Moxel VRAM Pooling

Moxel Benchmark Results

These are AuvaLabs internal benchmark results demonstrating Moxel's VRAM pooling technology on the same consumer GPU hardware available to the community. The methodology is fully public and auditable — only the pooling implementation remains proprietary.

What is Moxel?

Moxel is a VRAM pooling layer that presents multiple physical GPUs as a single unified memory space to the inference engine. This allows models that exceed a single GPU's VRAM to run without tensor parallelism overhead, and maintains throughput under concurrent load where naive TP collapses.

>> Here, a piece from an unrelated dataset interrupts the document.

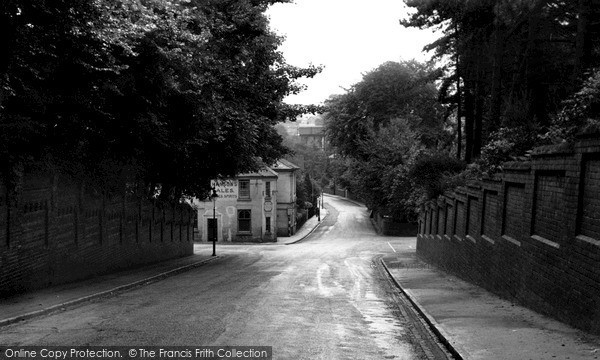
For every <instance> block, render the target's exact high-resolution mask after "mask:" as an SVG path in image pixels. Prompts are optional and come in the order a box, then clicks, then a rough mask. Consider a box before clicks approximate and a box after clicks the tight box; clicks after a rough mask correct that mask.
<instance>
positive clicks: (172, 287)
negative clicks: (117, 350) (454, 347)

Key Numbers: 4× RTX 4090 (96 GB pooled)

Naive TP · c=4 batch latency
6.1s
per batch
Moxel · c=4 batch latency
2.4s
per batch
Improvement at c=4
2.5×
lower latency
Addressable VRAM
96 GB
4× 24 GB

Mixtral 8x7B — Batch Latency by Concurrency

Configuration Hardware c=1 latency c=2 latency c=4 latency c=8 latency VRAM Used
Moxel Pooling 4× RTX 4090 0.9s 1.4s 2.4s 4.1s 92 / 96 GB
Naive TP 4× RTX 4090 1.1s 2.3s 6.1s —* 92 / 96 GB

* Naive TP at c=8 caused OOM errors on this model. Moxel's pooled address space handles the KV cache growth gracefully.

Methodology note: These results were produced on AuvaLabs hardware using the same CLI benchmark suite available to the community (v1.0 methodology). The only difference is the moxel_pooling configuration, which uses proprietary VRAM pooling instead of vLLM's built-in tensor parallelism.

All results are stored with status = internal_verified in the leaderboard database. The full methodology specification is available at methodology/spec.md . An arXiv paper with detailed analysis is forthcoming.